Coffee Blending Primer
 

 

Creative Coffee Blending 101 - 5 Steps to Your First Blend

 
  1. Deconstruct your favorite blended coffee.
    • The simplest way to start blending coffee is to work from a template -- a coffee blend you already like. While most coffee roasters closely guard their recipes, many do label their blends with the origins of the coffees they use. Some will even go so far as naming specific countries and growing regions. Brew up a cup and take the time to truly  taste it and figure out what you like about it. Consider all of these factors:
      • Roast level: Is it dark? Medium? Light? A blend of roast levels?
      • Body: How heavy does the coffee feel on your tongue? Is it light? Does it coat your tongue like milk? Is it rich and buttery?
      • Acidity: Does each sip burst with brightness? Is it citric and tart or smooth and mellow?
      • Flavor: Try to identify the flavors you taste. Some of the most obvious are berry, cherry and lemon fruitiness, chocolate and cocoa, honey or maple sweetness, almond or walnut nuttiness and cardamon or cinnamon spiciness.
      • Finish: How long does the flavor linger after you swallow? How does the flavor change?
  2. Explore single origin coffees.
    • Read the labels on single origin coffees, looking for the qualities that you found most appealing in the blends you like best. If you can, taste each separately and distinguish the cup qualities that are most prominent in each, and where the flavors occur. You're looking for two or three coffees that will combine their flavors into a harmonious experience rather than battling each other for your attention.
  3. Choose two to three coffees that, in combination, have as many of your preferred qualities as possible.
    • Remember that your goal is to choose coffees that complement each other. If you're looking for full body, lingering finish, cherry acidity and undertones of chocolate, hazelnut and honey, for example, you might choose El Meridiano for the cherry and brightness and complement it with Cuvee Coffee Laguna Las Ranas for the creamy body, honey sweetness and chocolate finish.
  4. Blend brewed coffees together.
    • Now the fun starts.
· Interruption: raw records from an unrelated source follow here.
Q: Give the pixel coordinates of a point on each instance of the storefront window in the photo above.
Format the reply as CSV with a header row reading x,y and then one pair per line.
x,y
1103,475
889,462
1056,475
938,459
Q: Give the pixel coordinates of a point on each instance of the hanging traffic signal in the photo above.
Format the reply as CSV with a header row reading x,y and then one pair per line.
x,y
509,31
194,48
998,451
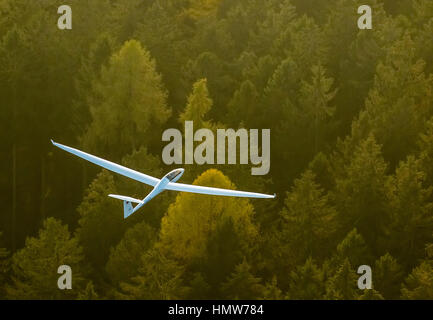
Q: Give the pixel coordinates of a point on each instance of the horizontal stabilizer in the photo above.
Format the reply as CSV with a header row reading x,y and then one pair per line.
x,y
129,199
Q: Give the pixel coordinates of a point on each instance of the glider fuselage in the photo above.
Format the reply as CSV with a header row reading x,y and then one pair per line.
x,y
172,176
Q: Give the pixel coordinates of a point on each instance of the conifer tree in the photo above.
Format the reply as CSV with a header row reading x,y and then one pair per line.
x,y
242,284
306,282
34,268
387,277
129,103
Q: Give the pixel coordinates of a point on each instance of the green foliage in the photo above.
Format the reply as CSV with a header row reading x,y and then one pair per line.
x,y
412,217
351,117
242,284
125,258
101,220
34,268
192,219
88,293
159,278
343,285
4,268
354,249
419,284
309,220
387,277
370,294
129,99
361,193
271,291
306,282
198,105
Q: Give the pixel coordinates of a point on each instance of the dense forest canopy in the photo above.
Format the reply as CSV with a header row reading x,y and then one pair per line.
x,y
351,119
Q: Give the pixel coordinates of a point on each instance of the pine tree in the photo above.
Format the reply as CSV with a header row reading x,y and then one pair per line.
x,y
306,282
192,219
129,104
88,293
199,104
125,258
242,284
412,217
361,193
309,220
353,248
387,277
4,268
34,268
371,294
159,278
101,220
419,284
343,285
271,290
398,105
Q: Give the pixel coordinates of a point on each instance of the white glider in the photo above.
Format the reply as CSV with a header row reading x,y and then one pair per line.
x,y
168,182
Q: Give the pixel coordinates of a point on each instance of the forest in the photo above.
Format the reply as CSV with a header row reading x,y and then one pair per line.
x,y
350,113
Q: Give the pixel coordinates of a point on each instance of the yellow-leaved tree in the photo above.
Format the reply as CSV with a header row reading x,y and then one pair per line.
x,y
193,219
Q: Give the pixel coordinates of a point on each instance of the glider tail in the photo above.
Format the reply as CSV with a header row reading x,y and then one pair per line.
x,y
128,209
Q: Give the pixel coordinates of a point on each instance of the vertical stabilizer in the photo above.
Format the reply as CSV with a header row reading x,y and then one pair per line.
x,y
128,209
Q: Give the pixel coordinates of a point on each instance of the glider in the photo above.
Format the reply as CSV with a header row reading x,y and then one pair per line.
x,y
168,182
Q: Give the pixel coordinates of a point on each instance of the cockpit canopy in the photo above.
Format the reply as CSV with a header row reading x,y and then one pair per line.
x,y
175,174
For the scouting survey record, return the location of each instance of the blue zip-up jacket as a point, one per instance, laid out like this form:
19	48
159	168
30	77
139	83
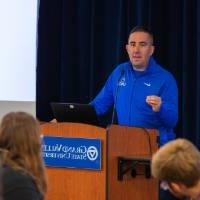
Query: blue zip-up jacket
128	89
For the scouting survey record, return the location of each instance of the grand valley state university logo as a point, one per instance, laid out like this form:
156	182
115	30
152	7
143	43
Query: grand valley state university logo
72	152
92	153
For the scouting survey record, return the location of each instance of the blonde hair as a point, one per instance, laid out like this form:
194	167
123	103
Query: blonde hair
177	161
20	146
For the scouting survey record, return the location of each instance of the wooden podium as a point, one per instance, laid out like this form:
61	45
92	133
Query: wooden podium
120	145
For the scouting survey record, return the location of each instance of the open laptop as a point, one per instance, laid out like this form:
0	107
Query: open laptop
74	112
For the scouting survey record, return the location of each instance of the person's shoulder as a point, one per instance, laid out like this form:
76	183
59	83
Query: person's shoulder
122	67
11	176
164	73
18	185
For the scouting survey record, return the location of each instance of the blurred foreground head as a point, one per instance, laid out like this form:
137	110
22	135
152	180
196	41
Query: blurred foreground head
177	164
20	146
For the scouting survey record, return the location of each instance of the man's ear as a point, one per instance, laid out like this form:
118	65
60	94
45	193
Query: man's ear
176	189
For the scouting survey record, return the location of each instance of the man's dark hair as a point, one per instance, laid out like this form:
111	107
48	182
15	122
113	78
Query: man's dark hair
142	29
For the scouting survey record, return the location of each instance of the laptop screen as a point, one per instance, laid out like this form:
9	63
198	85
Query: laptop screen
74	112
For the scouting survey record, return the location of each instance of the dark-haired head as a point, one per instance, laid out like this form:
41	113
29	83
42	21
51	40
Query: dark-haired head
142	29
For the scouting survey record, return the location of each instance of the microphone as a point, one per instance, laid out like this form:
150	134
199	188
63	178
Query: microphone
116	95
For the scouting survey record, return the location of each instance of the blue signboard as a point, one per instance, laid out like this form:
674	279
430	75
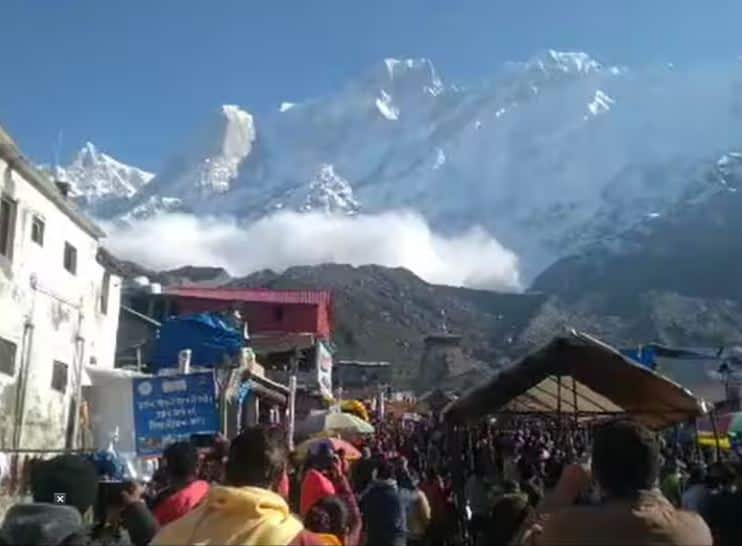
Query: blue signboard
172	408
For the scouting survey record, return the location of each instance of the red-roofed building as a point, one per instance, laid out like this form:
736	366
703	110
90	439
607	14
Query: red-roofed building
266	311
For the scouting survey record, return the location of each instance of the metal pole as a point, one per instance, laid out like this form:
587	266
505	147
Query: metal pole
292	411
716	434
23	374
78	392
559	407
574	403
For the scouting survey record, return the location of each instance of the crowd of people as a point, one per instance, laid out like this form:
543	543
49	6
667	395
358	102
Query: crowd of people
518	482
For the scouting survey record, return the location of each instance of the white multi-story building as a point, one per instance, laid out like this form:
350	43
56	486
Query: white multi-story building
58	307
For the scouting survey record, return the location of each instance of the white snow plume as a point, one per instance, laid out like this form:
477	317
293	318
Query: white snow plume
285	239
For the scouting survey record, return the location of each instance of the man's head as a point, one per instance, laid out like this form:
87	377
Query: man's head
257	457
181	461
626	458
385	470
329	515
68	475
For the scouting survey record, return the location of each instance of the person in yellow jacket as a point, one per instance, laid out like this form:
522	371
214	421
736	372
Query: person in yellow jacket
247	510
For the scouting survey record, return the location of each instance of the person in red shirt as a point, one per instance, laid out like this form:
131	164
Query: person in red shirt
184	491
316	484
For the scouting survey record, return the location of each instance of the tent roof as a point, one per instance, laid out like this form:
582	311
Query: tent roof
580	375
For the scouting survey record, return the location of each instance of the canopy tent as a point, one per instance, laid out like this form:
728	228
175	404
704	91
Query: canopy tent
583	377
434	400
728	430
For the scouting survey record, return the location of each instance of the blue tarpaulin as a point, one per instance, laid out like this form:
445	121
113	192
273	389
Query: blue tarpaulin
209	338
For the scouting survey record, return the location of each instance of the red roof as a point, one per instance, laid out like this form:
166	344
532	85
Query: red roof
257	295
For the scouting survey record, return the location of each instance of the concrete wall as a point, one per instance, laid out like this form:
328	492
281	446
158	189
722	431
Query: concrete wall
59	312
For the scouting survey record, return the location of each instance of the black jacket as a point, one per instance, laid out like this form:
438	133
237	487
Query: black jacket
42	524
383	514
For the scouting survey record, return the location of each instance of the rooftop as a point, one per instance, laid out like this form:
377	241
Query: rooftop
253	295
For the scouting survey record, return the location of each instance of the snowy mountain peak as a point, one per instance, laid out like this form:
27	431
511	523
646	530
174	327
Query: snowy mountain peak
239	133
95	177
330	193
553	62
418	74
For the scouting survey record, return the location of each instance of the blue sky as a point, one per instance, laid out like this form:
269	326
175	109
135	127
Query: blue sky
137	76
Brew a pot of each coffee separately and start experimenting with proportions. Start by pouring a cup with even proportions of each coffee. Taste. Want more chocolate? In a clean cup, pour a cup with a higher proportion of the chocolate-y coffee. Taste again. Fuller body? More acidity? Adjust the proportions until your coffee is just right. Keep careful notes of the proportions you use so that you can replicate the blends you like again.
  5. Replicate the blend with beans.
    • Finally, combine roasted coffee beans in the same proportions you used in the cup. Shake them well to make sure the beans are evenly distributed. Grind, brew and enjoy your own signature coffee blend.

 

A Final Note

  Start with drip or press blends. Espresso blends are notoriously finicky and difficult to get right, even for experienced, professional roasters. Most important of all, have fun experimenting. The more you blend, the more you'll learn about your own tastes and how to achieve them with your own custom coffee blends.